The Vatican recently decided to remove works from the priest and artist Marko Rupnik (70 years old) from his official digital platforms. This measure, recommended by the Pontifical Commission for the Protection of Minors, aims not to hit the victims of the Slovenian artist, accused of sexual, psychological and spiritual abuse. These deletions concern in particular the content illustrated by its mosaics on the site Vatican News. This gesture is part of a context of greater vigilance displayed by the Church, while Rupnik is currently the subject of a canonical trial initiated in 2024 by the Dicastery for the Doctrine of Faith.
The charges against Marko Rupnik date back to the 1980s and extend over more than three decades. According to the testimonies gathered, the Jesuit priest has attacked between twenty and thirty women, mainly nuns. In 1982, he co -founded the Loyola community, exclusively female in Ljubljana, in which he would have exercised a spiritual and psychological grip to abuse his members. Using his religious authority, he would have justified his actions by theological arguments, plunging his victims in deep moral confusion. These abuses have continued beyond the community, highlighting a systemic predation.
Mosaics produced by Marko Rupnik on the facade of the Notre-Dame du Rosary basilica in Lourdes.
In addition to its religious trajectory, Rupnik has become a figure in contemporary sacred art. His aesthetic language, strongly inspired by Byzantine iconography, combines stylization of forms and theological symbolism. He notably produced the facade of the Rosary at the Basilica of Lourdes, where five mosaics illustrate the luminous mysteries of Christ. His works also adorn sanctuaries in Rome, Washington, Fatima and Damascus. The Aletti Center, which he has run since 1995, founded in Rome by John Paul II, served him as a platform to disseminate his artistic influence and train young creators from a theological perspective.
The disciplinary consequences against Rupnik have accelerated in recent years. Already briefly excommunicated in 2020 for having absolved a woman with whom he had sexual relation, he was suspended from his functions in 2022 by the Jesuit Order, then definitively expelled from the Company of Jesus in June 2023. This exclusion was followed by the lifting of the canonical prescription which protected him until then. The trial currently underway, led by an independent court, constitutes an unprecedented step in the treatment of abuse affairs in the Catholic Church, despite the maintenance of a certain opacity.

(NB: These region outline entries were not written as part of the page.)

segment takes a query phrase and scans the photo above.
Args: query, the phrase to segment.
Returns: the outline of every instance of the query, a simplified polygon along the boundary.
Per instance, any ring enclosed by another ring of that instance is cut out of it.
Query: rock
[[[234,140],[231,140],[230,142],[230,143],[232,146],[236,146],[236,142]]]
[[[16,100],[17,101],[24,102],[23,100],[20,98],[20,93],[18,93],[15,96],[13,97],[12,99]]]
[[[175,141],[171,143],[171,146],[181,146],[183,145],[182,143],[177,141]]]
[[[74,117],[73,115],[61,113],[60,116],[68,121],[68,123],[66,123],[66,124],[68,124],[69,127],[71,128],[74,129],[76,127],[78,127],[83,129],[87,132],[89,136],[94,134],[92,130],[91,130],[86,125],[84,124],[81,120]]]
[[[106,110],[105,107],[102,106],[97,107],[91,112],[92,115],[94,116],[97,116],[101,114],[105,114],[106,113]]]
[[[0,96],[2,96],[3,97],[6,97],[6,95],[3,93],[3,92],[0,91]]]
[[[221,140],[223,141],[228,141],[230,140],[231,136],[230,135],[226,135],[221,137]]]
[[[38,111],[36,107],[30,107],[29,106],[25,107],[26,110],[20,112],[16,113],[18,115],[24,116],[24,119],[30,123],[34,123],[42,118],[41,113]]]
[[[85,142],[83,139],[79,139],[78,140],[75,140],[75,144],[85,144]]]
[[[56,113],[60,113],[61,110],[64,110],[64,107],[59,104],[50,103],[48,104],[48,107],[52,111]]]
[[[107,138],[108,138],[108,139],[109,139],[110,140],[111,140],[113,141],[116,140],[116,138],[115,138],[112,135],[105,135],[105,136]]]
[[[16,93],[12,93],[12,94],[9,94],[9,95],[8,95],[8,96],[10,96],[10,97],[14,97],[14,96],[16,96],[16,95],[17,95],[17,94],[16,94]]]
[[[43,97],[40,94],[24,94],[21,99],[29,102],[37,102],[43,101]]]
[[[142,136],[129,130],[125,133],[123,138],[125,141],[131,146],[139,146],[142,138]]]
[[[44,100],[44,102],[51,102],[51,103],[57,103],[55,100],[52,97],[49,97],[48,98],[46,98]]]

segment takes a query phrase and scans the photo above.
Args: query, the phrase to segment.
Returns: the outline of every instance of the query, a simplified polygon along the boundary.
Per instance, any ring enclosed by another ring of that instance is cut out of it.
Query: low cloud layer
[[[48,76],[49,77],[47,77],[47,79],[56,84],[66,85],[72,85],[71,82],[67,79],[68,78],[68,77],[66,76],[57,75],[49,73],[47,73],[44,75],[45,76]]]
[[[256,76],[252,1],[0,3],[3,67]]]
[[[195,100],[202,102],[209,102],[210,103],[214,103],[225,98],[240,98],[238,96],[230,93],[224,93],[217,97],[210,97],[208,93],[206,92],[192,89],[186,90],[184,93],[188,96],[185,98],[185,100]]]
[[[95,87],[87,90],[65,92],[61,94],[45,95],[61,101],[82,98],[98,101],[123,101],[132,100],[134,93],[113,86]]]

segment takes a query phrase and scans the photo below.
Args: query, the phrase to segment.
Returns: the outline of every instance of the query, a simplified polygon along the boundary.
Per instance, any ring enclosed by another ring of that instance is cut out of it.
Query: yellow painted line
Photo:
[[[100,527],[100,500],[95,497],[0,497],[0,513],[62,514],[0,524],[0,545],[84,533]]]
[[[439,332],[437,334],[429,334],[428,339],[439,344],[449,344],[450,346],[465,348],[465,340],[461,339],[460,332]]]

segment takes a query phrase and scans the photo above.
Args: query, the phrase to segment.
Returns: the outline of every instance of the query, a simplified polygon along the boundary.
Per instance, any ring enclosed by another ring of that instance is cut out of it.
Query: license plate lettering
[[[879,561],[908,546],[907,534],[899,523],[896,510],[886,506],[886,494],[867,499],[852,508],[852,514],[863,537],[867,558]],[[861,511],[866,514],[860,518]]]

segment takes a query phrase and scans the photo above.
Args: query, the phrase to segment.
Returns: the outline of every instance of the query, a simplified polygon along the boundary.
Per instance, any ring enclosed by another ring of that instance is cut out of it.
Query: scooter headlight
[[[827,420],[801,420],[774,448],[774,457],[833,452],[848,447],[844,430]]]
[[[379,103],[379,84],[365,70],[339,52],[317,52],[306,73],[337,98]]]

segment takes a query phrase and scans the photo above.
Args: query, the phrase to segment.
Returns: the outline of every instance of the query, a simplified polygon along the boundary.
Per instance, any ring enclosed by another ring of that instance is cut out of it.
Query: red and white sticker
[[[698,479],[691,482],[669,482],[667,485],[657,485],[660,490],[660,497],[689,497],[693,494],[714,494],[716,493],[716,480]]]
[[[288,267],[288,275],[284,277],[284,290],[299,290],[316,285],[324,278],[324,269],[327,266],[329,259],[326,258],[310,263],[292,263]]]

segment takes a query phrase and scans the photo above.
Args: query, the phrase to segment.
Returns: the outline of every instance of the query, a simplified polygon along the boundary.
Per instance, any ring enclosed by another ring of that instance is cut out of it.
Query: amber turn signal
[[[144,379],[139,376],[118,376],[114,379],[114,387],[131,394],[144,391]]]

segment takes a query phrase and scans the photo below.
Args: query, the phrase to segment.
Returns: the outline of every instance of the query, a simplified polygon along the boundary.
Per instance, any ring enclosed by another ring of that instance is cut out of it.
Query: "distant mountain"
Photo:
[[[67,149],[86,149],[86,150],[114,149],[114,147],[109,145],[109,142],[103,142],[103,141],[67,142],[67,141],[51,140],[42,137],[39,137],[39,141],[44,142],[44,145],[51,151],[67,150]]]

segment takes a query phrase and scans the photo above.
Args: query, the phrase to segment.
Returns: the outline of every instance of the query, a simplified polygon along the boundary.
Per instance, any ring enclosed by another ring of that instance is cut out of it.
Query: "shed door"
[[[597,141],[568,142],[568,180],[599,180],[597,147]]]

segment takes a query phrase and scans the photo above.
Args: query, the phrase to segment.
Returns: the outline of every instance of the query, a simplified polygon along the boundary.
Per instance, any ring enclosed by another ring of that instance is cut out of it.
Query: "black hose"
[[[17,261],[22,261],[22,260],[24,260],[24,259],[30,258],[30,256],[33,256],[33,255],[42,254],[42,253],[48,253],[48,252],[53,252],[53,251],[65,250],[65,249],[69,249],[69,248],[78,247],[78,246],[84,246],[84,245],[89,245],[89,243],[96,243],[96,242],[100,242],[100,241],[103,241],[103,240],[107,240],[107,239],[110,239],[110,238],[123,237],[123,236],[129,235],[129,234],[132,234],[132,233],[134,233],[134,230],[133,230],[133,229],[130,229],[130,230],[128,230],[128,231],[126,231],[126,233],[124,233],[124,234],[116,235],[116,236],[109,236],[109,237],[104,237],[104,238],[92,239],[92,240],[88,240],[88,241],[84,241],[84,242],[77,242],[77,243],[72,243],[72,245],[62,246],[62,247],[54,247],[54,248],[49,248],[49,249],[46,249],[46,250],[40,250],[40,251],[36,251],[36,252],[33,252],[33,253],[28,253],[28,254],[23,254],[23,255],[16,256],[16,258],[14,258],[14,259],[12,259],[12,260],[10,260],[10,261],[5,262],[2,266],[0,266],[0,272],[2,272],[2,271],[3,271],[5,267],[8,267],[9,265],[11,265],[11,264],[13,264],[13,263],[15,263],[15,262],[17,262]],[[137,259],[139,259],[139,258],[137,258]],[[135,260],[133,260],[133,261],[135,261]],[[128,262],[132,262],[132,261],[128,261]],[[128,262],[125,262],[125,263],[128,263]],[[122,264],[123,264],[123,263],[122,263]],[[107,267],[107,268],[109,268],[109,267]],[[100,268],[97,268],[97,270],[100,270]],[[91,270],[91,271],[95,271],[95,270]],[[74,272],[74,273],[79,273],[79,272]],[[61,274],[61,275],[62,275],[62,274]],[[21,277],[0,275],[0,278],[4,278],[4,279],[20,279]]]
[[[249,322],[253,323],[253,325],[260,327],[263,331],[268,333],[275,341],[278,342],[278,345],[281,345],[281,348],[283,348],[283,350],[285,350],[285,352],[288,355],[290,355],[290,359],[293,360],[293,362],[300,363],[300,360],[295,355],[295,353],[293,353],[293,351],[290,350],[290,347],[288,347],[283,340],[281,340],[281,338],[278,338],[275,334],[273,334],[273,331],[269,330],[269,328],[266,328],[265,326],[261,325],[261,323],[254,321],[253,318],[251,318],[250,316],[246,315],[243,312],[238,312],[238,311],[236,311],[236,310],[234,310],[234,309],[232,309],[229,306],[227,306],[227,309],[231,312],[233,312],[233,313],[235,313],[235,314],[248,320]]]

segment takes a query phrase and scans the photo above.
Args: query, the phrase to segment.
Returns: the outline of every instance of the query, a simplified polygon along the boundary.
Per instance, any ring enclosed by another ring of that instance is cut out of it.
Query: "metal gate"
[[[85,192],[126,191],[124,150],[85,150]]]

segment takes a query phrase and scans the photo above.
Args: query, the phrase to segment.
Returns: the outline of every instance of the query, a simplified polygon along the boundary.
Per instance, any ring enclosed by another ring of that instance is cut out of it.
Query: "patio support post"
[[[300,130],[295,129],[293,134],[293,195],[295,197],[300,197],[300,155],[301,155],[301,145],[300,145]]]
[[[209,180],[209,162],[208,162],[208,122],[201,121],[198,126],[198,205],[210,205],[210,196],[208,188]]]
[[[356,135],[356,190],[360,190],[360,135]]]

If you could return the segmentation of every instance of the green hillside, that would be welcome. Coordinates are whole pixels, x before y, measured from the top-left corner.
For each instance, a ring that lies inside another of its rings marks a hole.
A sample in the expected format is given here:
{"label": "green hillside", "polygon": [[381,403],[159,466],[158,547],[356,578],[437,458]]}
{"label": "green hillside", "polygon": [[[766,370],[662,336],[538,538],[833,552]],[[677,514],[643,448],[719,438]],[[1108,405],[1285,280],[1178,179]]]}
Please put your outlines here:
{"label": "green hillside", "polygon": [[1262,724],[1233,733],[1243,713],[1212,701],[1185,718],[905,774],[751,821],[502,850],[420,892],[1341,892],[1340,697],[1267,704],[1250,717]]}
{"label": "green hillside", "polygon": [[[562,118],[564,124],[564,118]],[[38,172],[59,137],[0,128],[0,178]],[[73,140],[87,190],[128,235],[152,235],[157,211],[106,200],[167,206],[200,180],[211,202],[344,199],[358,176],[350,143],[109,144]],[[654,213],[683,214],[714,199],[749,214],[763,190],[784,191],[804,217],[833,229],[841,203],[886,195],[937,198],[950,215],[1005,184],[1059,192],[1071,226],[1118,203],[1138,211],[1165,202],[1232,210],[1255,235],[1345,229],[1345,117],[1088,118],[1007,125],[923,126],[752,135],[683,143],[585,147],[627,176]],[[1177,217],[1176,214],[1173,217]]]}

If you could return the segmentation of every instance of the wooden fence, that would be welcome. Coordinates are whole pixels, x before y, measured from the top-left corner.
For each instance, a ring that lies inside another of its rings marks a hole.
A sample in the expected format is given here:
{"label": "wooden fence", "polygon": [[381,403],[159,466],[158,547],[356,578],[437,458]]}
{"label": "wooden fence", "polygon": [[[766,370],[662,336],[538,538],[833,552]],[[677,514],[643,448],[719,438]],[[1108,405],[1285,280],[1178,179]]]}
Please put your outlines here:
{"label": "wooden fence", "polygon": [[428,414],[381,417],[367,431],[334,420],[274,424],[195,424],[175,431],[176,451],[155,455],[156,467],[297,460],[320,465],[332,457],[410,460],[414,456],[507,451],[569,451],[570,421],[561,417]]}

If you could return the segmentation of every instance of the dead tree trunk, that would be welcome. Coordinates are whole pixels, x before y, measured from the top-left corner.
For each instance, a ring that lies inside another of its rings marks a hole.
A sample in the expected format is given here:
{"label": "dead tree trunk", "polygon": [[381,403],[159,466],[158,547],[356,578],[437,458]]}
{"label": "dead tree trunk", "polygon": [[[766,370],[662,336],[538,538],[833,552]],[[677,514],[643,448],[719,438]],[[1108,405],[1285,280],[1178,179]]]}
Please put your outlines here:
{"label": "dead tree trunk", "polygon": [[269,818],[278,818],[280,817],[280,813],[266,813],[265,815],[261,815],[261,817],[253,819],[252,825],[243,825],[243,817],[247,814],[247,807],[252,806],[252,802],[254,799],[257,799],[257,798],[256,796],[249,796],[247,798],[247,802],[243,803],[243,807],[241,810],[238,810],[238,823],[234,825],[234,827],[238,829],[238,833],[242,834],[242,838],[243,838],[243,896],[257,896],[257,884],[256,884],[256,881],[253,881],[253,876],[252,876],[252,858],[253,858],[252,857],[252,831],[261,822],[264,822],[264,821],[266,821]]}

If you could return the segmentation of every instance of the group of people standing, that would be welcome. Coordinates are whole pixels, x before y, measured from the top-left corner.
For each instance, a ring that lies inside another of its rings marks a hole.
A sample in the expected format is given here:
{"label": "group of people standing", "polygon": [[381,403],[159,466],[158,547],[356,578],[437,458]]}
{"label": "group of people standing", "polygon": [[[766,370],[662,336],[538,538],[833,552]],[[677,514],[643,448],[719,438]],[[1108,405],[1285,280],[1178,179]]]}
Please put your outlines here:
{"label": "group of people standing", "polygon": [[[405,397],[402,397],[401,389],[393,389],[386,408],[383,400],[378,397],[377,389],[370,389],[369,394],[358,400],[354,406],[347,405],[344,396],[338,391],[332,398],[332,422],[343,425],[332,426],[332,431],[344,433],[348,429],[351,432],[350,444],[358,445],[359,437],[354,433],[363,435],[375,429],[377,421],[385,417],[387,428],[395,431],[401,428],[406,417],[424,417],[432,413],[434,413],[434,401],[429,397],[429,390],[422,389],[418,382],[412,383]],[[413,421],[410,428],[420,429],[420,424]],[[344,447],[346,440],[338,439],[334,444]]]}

The question of maintaining Rupnik’s works in sacred space is now debated. In Lourdes, the mosaics he made on the rosary basilica will not be dismantled, but they will no longer be lit at night, and some are now covered with panels. Other sanctuaries, such as those of Fatima or San Giovanni Rotondo, reflect on similar measures. If no directive has been decreed by the Vatican, the general trend is to symbolic distance, without physical erasure. A way, for the Church, to respond to the crisis without triggering an erasure of its contemporary heritage.